All five vital signs benefit from a pre-computed index:

```json
{
  "claims": [
    {
      "title": "the healthcare attractor state is...",
      "path": "domains/health/the healthcare attractor state is....md",
      "domain": "health",
      "confidence": "likely",
      "created": "2026-02-15",
      "outgoing_links": ["claim title 1", "claim title 2"],
      "incoming_links": ["claim title 3"]
    }
  ],
  "generated": "2026-03-08T10:30:00Z"
}
```

**Build script:** Parse all `.md` files with `type: claim` frontmatter. Extract title (first `# ` heading), domain, confidence, created, and all `[[wiki links]]`. Resolve links bidirectionally.

### Dashboard aggregation

A single `vital-signs.json` output combining all 5 metrics:

```json
{
  "generated": "2026-03-08T10:30:00Z",
  "overall_status": "healthy",
  "vital_signs": {
    "cross_domain_linkage": { ... },
    "evidence_freshness": { ... },
    "confidence_calibration": { ... },
    "orphan_ratio": { ... },
    "review_throughput": { ... }
  }
}
```

### Trigger options

1. **Post-merge hook:** Run on every PR merge to main. Most responsive.
2. **Daily cron:** Run once per day. Less noise, sufficient for trend detection.
3. **On-demand:** Agent runs manually when doing health checks.

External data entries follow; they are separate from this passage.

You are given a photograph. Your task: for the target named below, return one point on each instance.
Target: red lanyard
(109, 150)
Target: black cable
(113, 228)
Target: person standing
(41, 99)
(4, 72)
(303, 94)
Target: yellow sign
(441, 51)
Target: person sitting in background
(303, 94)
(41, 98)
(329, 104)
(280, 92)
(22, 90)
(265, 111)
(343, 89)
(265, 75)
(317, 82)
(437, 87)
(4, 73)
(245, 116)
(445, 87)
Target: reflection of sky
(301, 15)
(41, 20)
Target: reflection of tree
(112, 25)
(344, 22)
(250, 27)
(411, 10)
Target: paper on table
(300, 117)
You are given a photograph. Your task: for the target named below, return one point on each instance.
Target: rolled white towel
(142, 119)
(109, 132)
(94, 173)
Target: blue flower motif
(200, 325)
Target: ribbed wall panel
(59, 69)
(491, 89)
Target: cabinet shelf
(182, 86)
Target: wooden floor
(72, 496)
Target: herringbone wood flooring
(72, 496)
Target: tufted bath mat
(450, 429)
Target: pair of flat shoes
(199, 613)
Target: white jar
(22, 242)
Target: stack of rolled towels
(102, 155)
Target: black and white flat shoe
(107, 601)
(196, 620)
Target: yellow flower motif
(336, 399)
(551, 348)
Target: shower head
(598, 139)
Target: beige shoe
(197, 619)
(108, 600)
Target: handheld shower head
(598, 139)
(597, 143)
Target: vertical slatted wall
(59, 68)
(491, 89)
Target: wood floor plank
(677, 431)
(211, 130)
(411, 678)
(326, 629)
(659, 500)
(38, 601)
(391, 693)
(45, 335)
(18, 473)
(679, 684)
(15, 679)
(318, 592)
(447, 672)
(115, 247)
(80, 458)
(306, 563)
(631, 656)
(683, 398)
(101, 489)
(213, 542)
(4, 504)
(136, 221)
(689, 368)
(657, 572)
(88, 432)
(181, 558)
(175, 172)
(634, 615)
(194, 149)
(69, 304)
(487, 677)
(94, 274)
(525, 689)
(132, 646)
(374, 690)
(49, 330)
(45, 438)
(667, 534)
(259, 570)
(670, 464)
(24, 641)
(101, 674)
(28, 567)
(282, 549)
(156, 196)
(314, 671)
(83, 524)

Recommendation: daily cron for the dashboard, with post-merge checks only for review throughput (cheapest to compute, most time-sensitive).

---

## Implementation Priority

| Vital Sign | Difficulty | Dependencies | Priority |
|-----------|-----------|-------------|----------|
| Review throughput | Easy | `gh` CLI only | 1 — implement first |
| Orphan ratio | Medium | claim-index | 2 — reveals integration gaps |
| Linkage density | Medium | claim-index + link resolution | 3 — reveals siloing |
| Evidence freshness | Medium | date parsing | 4 — reveals calcification |
| Confidence calibration | Hard | NLP/heuristics | 5 — partial automation, rest manual |

Build claim-index first (shared dependency for 2, 3, 4), then review throughput (independent), then orphan ratio → linkage density → freshness → calibration.